Bugün ise bu alanda önemli bir sanat aktivesi var. İnsanlar bu sanat aktivitesinin ziyaretine güvenli bir şekilde katılmak istiyor. Aktivitenin yöneticileriyle beraber bu alanı güvenilir hala getirdik. Alana girecek kişilere önce bu alanda koronavirüs testi yapıyoruz.”

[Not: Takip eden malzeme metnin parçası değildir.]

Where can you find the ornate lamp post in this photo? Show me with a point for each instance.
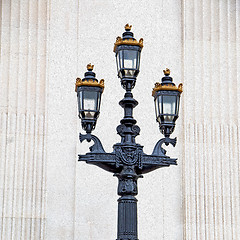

"Avrupa'dan da talep görmeye başladık"
Bu
tanı kitinin doktorlar tarafından da tercih edileceğine dikkat
çeken Dr. Ali Aytaç Seymen, “Karşılarına bir hasta geldiğinde pek
çok tanı mekanizması tercih edebiliyorlar. Halbuki sadece ağız içi
mukozasından alınan bir örnekle koronavirüs ama önümüzdeki aylarda
bununla beraber benzer semptom gösteren birçok hastalığı da aynı
anda teşhis eden sistemler de geliştirme çabasındayız. Artık yurt
dışına da açılmanın vakti geldi. Özellikle Avrupa’dan da talep
görmeye başladık” ifadelerini kullandı.